カネのためなら自分が飲みたくない薬だって出す—大学病院で准教授を務める内科医、開業医、製薬会社の医薬情報担当(MR)がホンネで語り合った。
准教授 大学病院の内科医。多忙でも製薬会社との付き合いも欠かさない
開業医 効果はなくても患者の欲しがる薬を出す町医者。それもまた仁術
MR 自社の薬を売り込むべく、日々、大病院に通いつめる医薬情報担当
准教授 高齢者が薬を飲みすぎないほうがいいのは紛れもない真実で、実際、医者で毎日10錠も薬を飲む人はまずいません。

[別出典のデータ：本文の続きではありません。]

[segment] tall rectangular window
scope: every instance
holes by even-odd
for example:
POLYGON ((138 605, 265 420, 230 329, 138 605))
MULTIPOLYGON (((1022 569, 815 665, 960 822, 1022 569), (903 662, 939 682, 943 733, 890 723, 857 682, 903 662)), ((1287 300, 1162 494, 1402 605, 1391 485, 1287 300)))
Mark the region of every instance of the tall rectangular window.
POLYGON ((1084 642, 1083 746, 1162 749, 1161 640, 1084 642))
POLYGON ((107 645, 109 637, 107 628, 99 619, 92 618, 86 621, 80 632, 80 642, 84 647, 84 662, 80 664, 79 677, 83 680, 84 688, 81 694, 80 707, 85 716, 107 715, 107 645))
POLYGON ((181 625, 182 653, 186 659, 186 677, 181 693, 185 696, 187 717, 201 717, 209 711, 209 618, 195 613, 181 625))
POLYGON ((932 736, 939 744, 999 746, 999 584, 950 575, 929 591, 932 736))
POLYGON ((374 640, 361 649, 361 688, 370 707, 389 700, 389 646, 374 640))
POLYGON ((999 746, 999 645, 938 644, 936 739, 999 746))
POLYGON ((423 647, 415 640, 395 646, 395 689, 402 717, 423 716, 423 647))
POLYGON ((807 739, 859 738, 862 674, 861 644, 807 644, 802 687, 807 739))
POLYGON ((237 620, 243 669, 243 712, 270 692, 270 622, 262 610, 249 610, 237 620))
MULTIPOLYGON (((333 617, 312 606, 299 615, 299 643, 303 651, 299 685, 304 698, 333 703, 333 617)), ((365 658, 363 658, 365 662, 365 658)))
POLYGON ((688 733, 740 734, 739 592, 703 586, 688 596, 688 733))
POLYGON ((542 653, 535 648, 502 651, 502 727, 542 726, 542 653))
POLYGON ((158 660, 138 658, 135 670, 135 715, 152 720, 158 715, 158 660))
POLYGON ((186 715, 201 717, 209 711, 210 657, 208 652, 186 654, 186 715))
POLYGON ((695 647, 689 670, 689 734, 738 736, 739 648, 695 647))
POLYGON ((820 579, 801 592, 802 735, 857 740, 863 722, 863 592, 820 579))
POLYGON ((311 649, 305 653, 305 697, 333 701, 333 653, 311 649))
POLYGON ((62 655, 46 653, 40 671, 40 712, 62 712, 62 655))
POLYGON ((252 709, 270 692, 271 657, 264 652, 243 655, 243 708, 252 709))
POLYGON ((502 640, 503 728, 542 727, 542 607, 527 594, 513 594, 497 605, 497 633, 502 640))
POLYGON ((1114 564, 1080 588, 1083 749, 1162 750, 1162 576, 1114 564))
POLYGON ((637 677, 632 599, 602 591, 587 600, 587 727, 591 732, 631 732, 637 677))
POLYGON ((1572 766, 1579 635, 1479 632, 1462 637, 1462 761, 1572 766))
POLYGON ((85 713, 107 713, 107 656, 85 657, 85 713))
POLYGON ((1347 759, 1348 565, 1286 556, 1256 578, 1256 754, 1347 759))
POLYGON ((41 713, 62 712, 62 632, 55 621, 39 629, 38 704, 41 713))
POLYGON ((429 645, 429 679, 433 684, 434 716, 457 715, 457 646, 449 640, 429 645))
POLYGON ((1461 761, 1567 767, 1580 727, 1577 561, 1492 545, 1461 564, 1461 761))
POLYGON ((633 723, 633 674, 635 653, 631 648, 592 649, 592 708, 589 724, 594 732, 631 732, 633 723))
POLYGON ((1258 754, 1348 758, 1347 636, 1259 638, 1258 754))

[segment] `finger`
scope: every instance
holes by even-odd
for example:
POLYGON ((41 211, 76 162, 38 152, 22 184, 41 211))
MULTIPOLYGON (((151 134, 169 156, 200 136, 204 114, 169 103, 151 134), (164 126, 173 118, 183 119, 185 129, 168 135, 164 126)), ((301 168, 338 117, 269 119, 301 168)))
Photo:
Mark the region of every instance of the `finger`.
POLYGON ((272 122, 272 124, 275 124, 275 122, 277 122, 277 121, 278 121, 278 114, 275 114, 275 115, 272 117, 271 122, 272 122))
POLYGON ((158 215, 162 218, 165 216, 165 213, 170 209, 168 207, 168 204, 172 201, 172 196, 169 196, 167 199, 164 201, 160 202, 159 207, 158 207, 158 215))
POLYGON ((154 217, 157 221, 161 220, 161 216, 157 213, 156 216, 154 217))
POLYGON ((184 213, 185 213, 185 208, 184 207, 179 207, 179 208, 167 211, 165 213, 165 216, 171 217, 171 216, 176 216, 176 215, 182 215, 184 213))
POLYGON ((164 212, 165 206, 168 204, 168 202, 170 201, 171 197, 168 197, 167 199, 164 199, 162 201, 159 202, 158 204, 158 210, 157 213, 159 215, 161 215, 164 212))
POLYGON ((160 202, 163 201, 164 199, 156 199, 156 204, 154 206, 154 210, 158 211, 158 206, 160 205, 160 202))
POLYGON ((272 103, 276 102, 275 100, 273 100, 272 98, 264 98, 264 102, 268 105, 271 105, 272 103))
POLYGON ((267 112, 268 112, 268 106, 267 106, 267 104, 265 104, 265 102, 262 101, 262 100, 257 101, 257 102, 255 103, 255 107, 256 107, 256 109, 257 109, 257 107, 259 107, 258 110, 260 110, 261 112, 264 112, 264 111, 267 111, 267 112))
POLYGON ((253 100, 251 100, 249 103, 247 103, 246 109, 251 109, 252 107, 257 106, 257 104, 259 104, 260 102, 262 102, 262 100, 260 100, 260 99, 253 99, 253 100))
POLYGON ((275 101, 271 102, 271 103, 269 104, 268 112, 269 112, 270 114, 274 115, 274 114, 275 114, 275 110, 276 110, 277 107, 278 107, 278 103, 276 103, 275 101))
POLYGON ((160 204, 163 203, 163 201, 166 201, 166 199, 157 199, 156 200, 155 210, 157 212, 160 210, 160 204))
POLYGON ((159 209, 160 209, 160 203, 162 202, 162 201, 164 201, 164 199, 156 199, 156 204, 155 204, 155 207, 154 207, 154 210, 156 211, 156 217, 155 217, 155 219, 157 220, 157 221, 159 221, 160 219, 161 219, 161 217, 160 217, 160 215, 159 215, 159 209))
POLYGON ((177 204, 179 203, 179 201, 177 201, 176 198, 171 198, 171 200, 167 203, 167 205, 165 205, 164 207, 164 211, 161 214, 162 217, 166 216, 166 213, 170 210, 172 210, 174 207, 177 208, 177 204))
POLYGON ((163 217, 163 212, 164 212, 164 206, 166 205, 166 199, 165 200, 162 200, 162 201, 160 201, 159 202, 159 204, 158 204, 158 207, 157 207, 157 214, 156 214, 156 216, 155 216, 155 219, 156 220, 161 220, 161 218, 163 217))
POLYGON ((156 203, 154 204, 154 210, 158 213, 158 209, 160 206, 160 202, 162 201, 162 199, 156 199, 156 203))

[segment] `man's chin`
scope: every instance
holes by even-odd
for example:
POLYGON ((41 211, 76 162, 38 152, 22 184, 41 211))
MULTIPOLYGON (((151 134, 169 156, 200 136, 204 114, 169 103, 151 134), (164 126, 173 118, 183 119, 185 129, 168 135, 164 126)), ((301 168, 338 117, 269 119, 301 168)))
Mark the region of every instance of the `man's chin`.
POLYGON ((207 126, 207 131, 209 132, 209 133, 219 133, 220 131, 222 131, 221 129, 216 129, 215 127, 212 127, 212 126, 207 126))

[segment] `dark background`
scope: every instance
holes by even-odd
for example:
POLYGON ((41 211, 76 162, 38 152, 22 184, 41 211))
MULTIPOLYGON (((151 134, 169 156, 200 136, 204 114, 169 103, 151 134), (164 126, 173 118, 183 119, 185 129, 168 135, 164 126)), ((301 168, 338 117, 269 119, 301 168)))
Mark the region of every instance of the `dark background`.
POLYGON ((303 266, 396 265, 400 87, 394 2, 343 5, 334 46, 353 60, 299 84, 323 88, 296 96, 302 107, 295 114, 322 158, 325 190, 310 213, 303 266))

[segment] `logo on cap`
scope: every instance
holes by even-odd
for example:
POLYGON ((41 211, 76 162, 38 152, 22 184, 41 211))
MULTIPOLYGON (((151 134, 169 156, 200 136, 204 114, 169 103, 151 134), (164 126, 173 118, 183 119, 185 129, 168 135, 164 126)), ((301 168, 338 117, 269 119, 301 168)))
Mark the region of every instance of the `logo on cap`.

開業医 風邪薬なんて飲む医者はいませんよね。寝てれば自然に治りますし、解熱剤で一時的に熱を下げると逆に治りが遅くなりますから。患者は病院に来たお土産代わりに薬を欲しがりますから、私の病院では出しますけれど……。タミフルだって副作用があるから、本当は薬を飲まずゆっくり休むほうがいい。
准教授 吐き気止めや下痢止めも同じこと。体の毒を出そうとしているところを無理に止めたら、毒が出て行かない。患者本人は苦しいから「どうにかしてくれ」というので、ついロペミンやナウゼリンを出してしまう医者は多いですが……。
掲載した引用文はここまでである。